Abstract

• Spanish mitigation policies do not present climate change as a health issue. • The engagement with health co-benefits is largely limited to air pollution. • There is a discrepancy between the ambition to engage with health and its inclusion. • The representation of health could negatively impact the support and uptake of these policies. A significant body of research points to the serious health dimensions of climate change. Yet, research suggests that the health agenda has so far had a limited role in global climate change policy. This study sets out to examine if and how health is represented in climate change mitigation policies in Spain. Through an interpretive discourse analysis following the ‘What's the Problem Represented to be’ framework, I examine whether climate change is represented to be a health ‘problem’ in key national policy documents and explore the meanings that stakeholders assign to climate change and health in Spain. This analysis suggests that climate change is hardly represented to be a health ‘problem’ in Spanish climate change mitigation policies.

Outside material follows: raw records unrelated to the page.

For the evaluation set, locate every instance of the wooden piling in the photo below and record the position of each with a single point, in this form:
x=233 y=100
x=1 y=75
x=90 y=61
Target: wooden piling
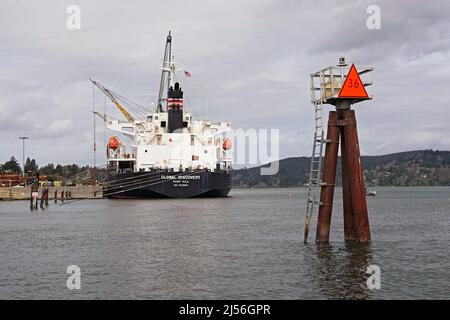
x=328 y=181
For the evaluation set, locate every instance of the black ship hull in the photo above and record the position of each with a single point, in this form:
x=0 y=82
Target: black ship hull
x=167 y=184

Instead, climate change mitigation is represented to be an economic and labour market problem. Health is relegated to the climate adaptation agenda. In turn, the representation of health is limited to quantitative gains led by air pollution reduction associated with the implementation of policies. This finding is consistent with literature in the health and climate change field. This study identifies a discrepancy between key stakeholders’ ambitions to make health an overarching priority and its limited consideration in policy documents. This article concludes that the policies pay lip service to health. The importance of health is acknowledged but the measures proposed in the policies are neither driven by nor target health goals. A discrepancy between the ambition to prioritise health and its limited consideration in policy is observed. Further research on the representation of health in climate policy elsewhere would supplement these findings.